Crashing when using öäü special chars in html input as form
maxi07 opened this issue · 3 comments
Describe the bug
I am running a sample app to catch user input from a textbox. The html displays a textbox and a submit button. When the button is pressed, the textbox content is printed to the console just fine. If the textbox contains special characters like äöü, the urldecode_bytes
function crashes with a UnicodeError.
To Reproduce
<!DOCTYPE html>
<html>
<head>
<title>Microdot Example Page</title>
</head>
<body>
<div>
<h1>Microdot Example Page</h1>
<p>Hello from Microdot!</p>
<p><a href="/shutdown">Click to shutdown the server</a></p>
<form action="/" method="post">
<input name="test-input" id="test-input"/>
<button name="test-button" id="test-button" type="submit">Submit</button>
</form>
</div>
</body>
</html>
@app.post('/')
async def hello2(request):
print(request.form['test-input'])
return htmldoc, 200, {'Content-Type': 'text/html'}
Expected behavior
I expect microdot to also decode special characters.
Additional context
You are doing amazing work!
StackTrace
File "C:\Users\max\source\repos\microdot-test\Microdot\microdot.py", line 466, in form
self._form = self._parse_urlencoded(self.body)

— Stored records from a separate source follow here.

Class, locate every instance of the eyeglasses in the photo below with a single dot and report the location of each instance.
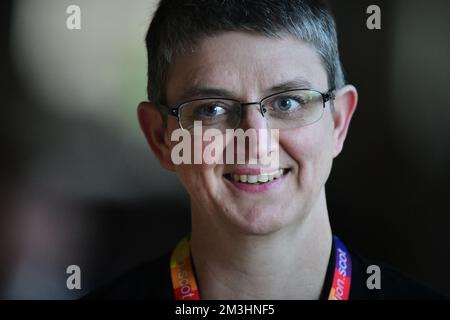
(283, 110)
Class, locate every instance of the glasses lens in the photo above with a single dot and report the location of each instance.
(213, 113)
(294, 109)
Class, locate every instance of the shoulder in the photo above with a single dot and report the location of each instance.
(148, 281)
(392, 284)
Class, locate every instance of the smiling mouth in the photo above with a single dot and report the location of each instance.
(256, 179)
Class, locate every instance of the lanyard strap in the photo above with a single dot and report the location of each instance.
(185, 286)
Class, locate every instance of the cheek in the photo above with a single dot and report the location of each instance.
(311, 150)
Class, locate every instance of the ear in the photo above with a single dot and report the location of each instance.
(156, 133)
(344, 105)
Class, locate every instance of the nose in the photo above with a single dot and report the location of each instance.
(259, 144)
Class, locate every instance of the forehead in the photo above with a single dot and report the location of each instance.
(244, 64)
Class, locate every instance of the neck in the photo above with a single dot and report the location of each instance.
(290, 263)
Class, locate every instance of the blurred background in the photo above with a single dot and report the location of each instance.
(78, 184)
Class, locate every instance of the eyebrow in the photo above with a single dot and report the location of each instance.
(204, 91)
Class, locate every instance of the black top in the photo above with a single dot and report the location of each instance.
(152, 281)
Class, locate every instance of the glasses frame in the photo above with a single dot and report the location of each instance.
(176, 110)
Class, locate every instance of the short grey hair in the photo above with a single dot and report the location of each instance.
(178, 25)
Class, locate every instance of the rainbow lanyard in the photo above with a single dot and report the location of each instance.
(185, 286)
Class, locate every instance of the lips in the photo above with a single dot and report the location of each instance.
(255, 176)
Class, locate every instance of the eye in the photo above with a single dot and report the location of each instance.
(211, 110)
(288, 103)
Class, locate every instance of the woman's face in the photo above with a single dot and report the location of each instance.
(247, 66)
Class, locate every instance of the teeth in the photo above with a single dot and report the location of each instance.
(262, 178)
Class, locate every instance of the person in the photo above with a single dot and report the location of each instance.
(258, 232)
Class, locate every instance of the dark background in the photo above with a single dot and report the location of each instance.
(75, 189)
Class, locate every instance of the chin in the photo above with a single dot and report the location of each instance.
(256, 221)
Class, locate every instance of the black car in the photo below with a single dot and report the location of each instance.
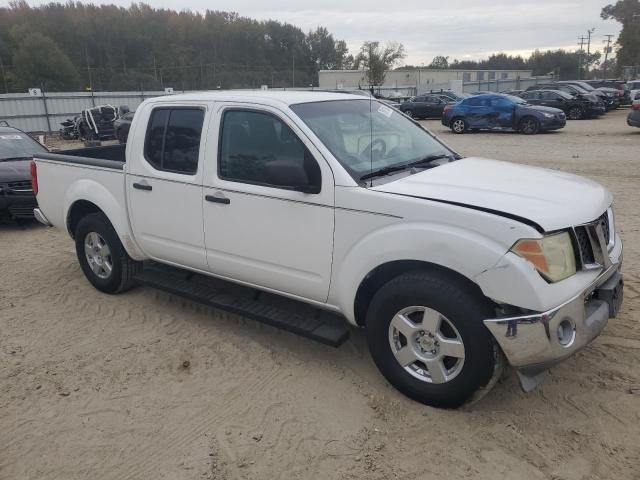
(501, 112)
(424, 106)
(595, 106)
(574, 107)
(121, 127)
(17, 200)
(607, 95)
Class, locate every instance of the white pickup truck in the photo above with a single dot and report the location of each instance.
(284, 206)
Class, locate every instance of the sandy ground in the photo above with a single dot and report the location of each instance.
(148, 386)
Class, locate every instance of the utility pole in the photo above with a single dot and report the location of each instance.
(607, 49)
(581, 40)
(589, 32)
(86, 56)
(4, 76)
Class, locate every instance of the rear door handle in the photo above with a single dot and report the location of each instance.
(143, 186)
(223, 200)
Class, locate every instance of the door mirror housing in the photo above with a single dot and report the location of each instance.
(292, 175)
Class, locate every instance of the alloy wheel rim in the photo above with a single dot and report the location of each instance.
(426, 344)
(98, 255)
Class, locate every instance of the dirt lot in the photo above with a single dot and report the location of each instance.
(149, 386)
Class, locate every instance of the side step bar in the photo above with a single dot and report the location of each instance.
(285, 314)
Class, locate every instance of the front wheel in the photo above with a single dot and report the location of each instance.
(458, 125)
(102, 257)
(426, 335)
(529, 126)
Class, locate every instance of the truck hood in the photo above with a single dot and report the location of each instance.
(14, 170)
(546, 199)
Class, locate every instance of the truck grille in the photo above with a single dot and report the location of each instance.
(592, 251)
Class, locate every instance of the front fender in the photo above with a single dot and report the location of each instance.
(463, 251)
(91, 191)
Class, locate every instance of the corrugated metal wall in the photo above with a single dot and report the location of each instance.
(44, 113)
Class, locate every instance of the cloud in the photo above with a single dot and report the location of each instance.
(462, 29)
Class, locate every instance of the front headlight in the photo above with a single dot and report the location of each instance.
(552, 255)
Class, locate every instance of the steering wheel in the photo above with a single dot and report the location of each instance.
(376, 149)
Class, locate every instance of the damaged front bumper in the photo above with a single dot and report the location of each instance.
(533, 343)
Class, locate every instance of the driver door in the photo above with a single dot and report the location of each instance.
(259, 232)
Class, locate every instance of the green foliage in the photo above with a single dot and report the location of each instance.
(378, 60)
(627, 13)
(39, 62)
(440, 62)
(141, 47)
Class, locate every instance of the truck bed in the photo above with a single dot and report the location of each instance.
(111, 156)
(95, 173)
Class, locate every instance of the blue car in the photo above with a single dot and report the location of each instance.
(501, 112)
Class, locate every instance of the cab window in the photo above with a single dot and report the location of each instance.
(256, 147)
(173, 138)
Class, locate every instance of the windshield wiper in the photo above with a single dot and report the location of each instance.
(403, 166)
(15, 158)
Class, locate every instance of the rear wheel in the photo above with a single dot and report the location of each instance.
(102, 257)
(529, 126)
(575, 113)
(426, 336)
(459, 125)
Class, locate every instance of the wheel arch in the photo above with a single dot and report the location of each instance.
(86, 197)
(386, 272)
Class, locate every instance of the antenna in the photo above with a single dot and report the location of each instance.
(371, 137)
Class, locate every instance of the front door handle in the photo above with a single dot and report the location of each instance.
(143, 186)
(223, 200)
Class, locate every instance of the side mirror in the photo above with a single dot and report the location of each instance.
(291, 175)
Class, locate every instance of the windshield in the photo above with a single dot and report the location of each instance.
(15, 144)
(368, 136)
(564, 95)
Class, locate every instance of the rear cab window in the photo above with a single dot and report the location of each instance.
(172, 143)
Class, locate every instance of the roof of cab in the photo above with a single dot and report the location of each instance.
(290, 97)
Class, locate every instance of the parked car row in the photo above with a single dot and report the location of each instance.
(495, 111)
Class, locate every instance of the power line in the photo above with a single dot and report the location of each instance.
(589, 32)
(581, 41)
(607, 49)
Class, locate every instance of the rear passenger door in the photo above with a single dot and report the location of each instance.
(260, 229)
(478, 113)
(532, 97)
(164, 185)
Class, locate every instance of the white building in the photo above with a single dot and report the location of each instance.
(422, 79)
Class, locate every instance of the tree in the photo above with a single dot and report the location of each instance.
(439, 62)
(378, 60)
(627, 13)
(144, 47)
(326, 53)
(40, 62)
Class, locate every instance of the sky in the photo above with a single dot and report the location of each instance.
(461, 29)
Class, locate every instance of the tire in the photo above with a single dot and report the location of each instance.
(459, 126)
(575, 113)
(109, 269)
(460, 312)
(529, 126)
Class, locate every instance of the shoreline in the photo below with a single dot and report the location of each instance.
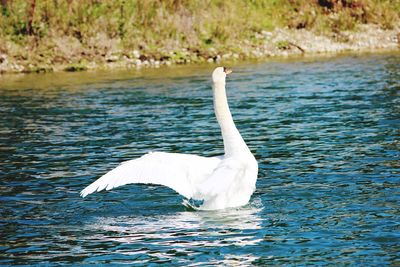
(280, 43)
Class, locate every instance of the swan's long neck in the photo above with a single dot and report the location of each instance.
(233, 141)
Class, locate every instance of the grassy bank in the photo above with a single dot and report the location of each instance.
(72, 35)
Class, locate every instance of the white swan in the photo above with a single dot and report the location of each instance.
(221, 182)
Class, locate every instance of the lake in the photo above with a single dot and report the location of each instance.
(325, 132)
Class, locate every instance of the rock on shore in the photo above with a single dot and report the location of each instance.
(280, 42)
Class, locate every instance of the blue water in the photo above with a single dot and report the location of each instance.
(326, 134)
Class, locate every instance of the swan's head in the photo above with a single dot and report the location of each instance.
(220, 73)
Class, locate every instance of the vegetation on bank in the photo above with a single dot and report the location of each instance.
(75, 34)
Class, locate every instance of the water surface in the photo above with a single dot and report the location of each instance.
(324, 131)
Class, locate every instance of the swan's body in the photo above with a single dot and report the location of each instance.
(221, 182)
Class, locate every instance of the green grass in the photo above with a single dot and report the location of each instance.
(71, 30)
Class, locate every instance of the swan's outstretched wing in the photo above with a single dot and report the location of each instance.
(221, 179)
(181, 172)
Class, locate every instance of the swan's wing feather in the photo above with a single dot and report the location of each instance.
(180, 172)
(222, 177)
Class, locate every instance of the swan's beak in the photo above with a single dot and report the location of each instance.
(227, 71)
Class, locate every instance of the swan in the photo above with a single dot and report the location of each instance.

^^^^^^^^^^^^^^^^^^^^^^^^^^^^^^^^^
File "C:\Users\max\source\repos\microdot-test\Microdot\microdot.py", line 413, in _parse_urlencoded
data[urldecode_bytes(k)] = urldecode_bytes(v)
^^^^^^^^^^^^^^^^^^
File "C:\Users\max\source\repos\microdot-test\Microdot\microdot.py", line 93, in urldecode_bytes
return b''.join(result).decode('utf-8')
^^^^^^^^^^^^^^^^^^^^^^^^^^^^^^^^
UnicodeDecodeError: 'utf-8' codec can't decode byte 0xf6 in position 4: invalid start byte
What browser is this? Internet Explorer by any chance?
Haha, no - I am going with Microsoft Edge (Windows 11, Version 113.0.1774.35) and Safari for iOS 16.5.
If the textbox contains "text", it works fine, as urlencoded
is b'test-input=test&test-button='
.
If the textbox input is "test ä", the program crashes with the given error. urlencoded
is then equal to b'test-input=test+%E4&test-button='
@maxi07 Okay, here is the solution:
<!DOCTYPE html>
<html>
<head>
<title>Microdot Example Page</title>
<meta charset="UTF-8"> <--! add this line -->
</head>
<body>
<div>
<h1>Microdot Example Page</h1>
<p>Hello from Microdot!</p>
<p><a href="/shutdown">Click to shutdown the server</a></p>
<form action="/" method="post">
<input name="test-input" id="test-input"/>
<button name="test-button" id="test-button" type="submit">Submit</button>
</form>
</div>
</body>
</html>
This tells the browser that the page and any form submissions originating from it should be encoded in UTF-8.